Clearly, UBO requirements vary from one jurisdiction to the next, but in general, the onus is on organisations to do what they “reasonably” can to identify and verify who ultimately owns the company they’re doing business with.
The UBO challenge
This sounds perfectly reasonable but the reality of finding out exactly who is behind a legal entity can be fraught with difficulty – not just because of the different requirements from one jurisdiction to the next but also because definitions vary so much. Depending on where you are in the world, UBOs are defined as persons with a 25% or greater equity interest or voting rights, those who control a legal entity and/or those who benefit from a legal entity.
Ownership structures can be multi-layered and opaque. Sometimes there can be four, five or six entities to wade through before you can even start to get close to a ‘natural person’. Organisation A is owned by organisations B and C, which in turn are owned by organisations D and E, and on it goes. Adding to the complexity, information on UBOs is often inconsistent, fragmented and hard to find or access, with central or company-held registers in some jurisdictions, like in the UK, but none in others, such as in the US. Discovering that the ultimate beneficial owner is in a jurisdiction where shareholding information is simply not available is not only frustrating, it can seriously hinder or even halt progress. The result is that organisations often waste time and money doing all they can to try to find out who the UBO is, never to find the answers they need.
Time for a new approach
The good news is that there is another way. Rather than getting caught up in long-drawn-out and costly searches, organisations should put the onus on the third party to identify and verify their UBO. Asking third parties to provide details of their ultimate beneficial owner along with the relevant documentation as part of the due diligence questionnaire (DDQ) can significantly speed up the process. It means that organisations are able to run the appropriate checks on the individual or individuals registered as the ultimate beneficial owners much sooner than if they were having to do all the legwork themselves.
This approach also avoids unnecessary investigations. For example, if the third party reveals that their UBO is a British Virgin Islands or offshore institution, accessing individual names will be virtually impossible so there is no point even trying.

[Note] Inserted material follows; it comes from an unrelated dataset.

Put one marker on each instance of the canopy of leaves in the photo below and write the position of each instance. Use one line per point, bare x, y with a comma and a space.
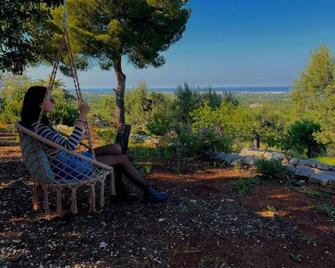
21, 40
104, 30
313, 95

The fact that the UBO is an offshore structure does not necessarily mean that a deal is off the cards – walking away from a business relationship solely because it is owned by an offshore entity makes little business sense. The real issue is a lack of enforcement in the transparency behind the offshore structure, but all is not lost. Organisations can adequately assess the risk of doing business with an unknown UBO by weighing a multitude of different factors.
- Is this the first time they are working with this third party?
- Is the third party in a high-risk jurisdiction?
- Is the third party a listed organisation?
- Is the deal significant enough that it could drive bad practices for the third party to make it happen?
The answers to questions like these will help organisations decide on the best course of action for their business.
Knowing the UBO is the holy grail of managing third-party risk. It is the key to ensuring the integrity of any business deal, protecting an organisation’s reputation and complying with regulatory requirements. However, not knowing the UBO’s identity does not have to be a deal breaker. It may turn out that not doing business is more detrimental than moving forward with an unidentified UBO. The key is to assess the risk horizontally and holistically, and not simply against the UBO vertical.
 This definition of a UBO is from the Financial Action Taskforce – the global money laundering and terrorist financing watchdog.